У церкви на паперти ожидали: старик в суконной чёрной поддёвке, с подрезанными в кружок волосами, в картузе, глубоко надвинутом на уши; сморщенная, горбившаяся старушка, покрытая чёрным платком, тихая и скорбная; молодая женщина в полушалке, гладко причёсанная, с жирным пробором.

Переваливаясь, отец Христофор направился к могиле, просунув голову в епитрахиль, выпростал привычным движением из-под неё волосы, начал справлять службу. Кадило у него с самого начала панихиды бестолково заходило из стороны в сторону, разбрасывая ладан и угли. Он подозрительно долго ходил вокруг могилы, возглашая:

— Упокой, господи, раба твоего!

Тут проявил себя неожиданно доктор. С начала службы он убито и тупо молчал, не обнаруживая никакого интереса.

— Упокой, господи, раба твоего, — мирно и простодушно возглашал в двадцатый раз отец Христофор, словно заколдованный, продолжая кружить без счёта вокруг могилы.

— Упокой, господи, раба твоего, — на всё кладбище внезапно завыл доктор, выходя из состояния оцепенения и придвигаясь к могиле.
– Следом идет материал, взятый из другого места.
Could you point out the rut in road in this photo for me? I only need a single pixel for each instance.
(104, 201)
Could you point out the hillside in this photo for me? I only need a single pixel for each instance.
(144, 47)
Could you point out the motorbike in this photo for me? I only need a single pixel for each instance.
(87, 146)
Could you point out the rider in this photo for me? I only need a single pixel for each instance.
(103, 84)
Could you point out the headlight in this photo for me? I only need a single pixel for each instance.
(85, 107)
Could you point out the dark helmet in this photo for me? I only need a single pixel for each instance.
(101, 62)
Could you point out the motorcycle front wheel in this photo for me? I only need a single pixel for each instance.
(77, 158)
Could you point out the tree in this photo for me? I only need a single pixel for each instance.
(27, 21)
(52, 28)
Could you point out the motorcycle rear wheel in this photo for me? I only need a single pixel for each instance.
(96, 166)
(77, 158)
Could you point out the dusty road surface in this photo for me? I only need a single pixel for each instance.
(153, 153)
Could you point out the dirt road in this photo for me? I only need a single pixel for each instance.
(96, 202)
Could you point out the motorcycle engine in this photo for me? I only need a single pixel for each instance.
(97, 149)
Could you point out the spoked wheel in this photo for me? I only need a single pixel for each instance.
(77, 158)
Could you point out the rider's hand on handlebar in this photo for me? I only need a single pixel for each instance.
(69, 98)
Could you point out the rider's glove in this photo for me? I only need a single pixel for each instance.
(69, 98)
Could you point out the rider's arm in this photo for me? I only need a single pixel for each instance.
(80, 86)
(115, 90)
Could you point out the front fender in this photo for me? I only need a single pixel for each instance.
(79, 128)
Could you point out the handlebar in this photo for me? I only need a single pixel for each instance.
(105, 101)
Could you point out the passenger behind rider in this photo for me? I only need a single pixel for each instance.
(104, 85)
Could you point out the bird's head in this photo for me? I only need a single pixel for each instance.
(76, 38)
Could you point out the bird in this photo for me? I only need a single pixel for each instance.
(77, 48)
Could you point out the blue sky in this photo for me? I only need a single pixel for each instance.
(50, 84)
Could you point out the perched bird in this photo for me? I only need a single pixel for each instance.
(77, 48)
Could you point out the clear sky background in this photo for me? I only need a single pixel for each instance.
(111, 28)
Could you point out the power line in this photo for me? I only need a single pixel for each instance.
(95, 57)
Отец Христофор как будто сперва не заметил нежданного-негаданного помощника, но доктор воодушевлялся всё больше и больше: расставив ноги, поводя в воздухе рукой, перебивая отца Христофора и псаломщика, он орал самозабвенно, по-видимому, упиваясь своим голосом.

Отец Христофор остановился в замешательстве.

— Вася, не безобразничай. Тут же не кабак тебе, а служба. Угомонись!

— Упокой, господи, раба твоего! — в исступлении драл горло Вася.

— А ведь это скандал, — по обыкновению философски заметил Казанский, сложивши на груди руки.

— Пожалуй, это скандал, — согласился отец Христофор, останавливаясь и опуская кадило. — Братец!..

«Братец» продолжал надрываться. Его схватили, оттащили в сторону и еле-еле угомонили.

Отец Христофор покрутил головой, вздохнул, хотел продолжать панихиду, но старик-подрядчик, буравя глазами, твёрдо и зло сказал, надевая картуз:

— Будя, видали! А ещё духовные! Черти вы долгогривые! Тьфу. Пойдём, мать! Не видишь — налакались, лыка не вяжут!

Ни разу не оглянувшись, он ушёл. За ним потянулись женщины.

Отец Христофор недоумённо посмотрел им вслед, неторопливо снял епитрахиль, заохал, сел на могилу, опасливо сказал:

— Его преосвященству как бы не донесли, упекут тогда меня в монастырь. Нехорошо.

Успокоившись, прибавил:

— И то сказать, покойник-то, знавал я его, не тем будь помянут, преставился в запойном виде. Страсть как пил. На всю округу славился. Дела… И отчего это бывает, скажите вы мне: думаешь — как получше, а на проверку выходит кверху ногами? Сколько раз я это примечал. Жизнь — она всегда норовит тебе свинью подложить. А всё братец.

Братец валялся в кустах.

К полудню мы возвратились в коммуну. Валентин имел озабоченный вид и не отходил от Лиды.

Подрядчик не донёс.

Недели через две Любвин понёс околесицу об основах экономического материализма, объявил, что Оля — его невеста. Валентин зачастил к Лиде.

Конец коммуны

Городовой с песочным, тугим лицом, с общипанными моржовыми усами, переминаясь и растерянно озираясь, спросил вежливо:

— Здесь живут политические семинаристы, уволенные то есть? Вот-с привёл к вам товарищей, доставлены этапным порядком.

Их было двое: один — высокий, белокурый, розовый; другой — среднего роста, коренастый, круглолицый, со смешинкой в живых, смышлёных глазах. Они держали в руках небольшие грязные узлы.

Городовой ушёл. Коренастый положил на табурет узел, сказал:

— Высланные мы. Фактически: можно у вас переночевать? Ни знакомых, ни денег. В полицейском управлении нам указали на вас. — Помолчав, прибавил: — А выслали нас за забастовку, на заводе работали.

Мы решили проверить их показания через комитет, оставив их пока в коммуне. Это было первое наше сближение с рабочими.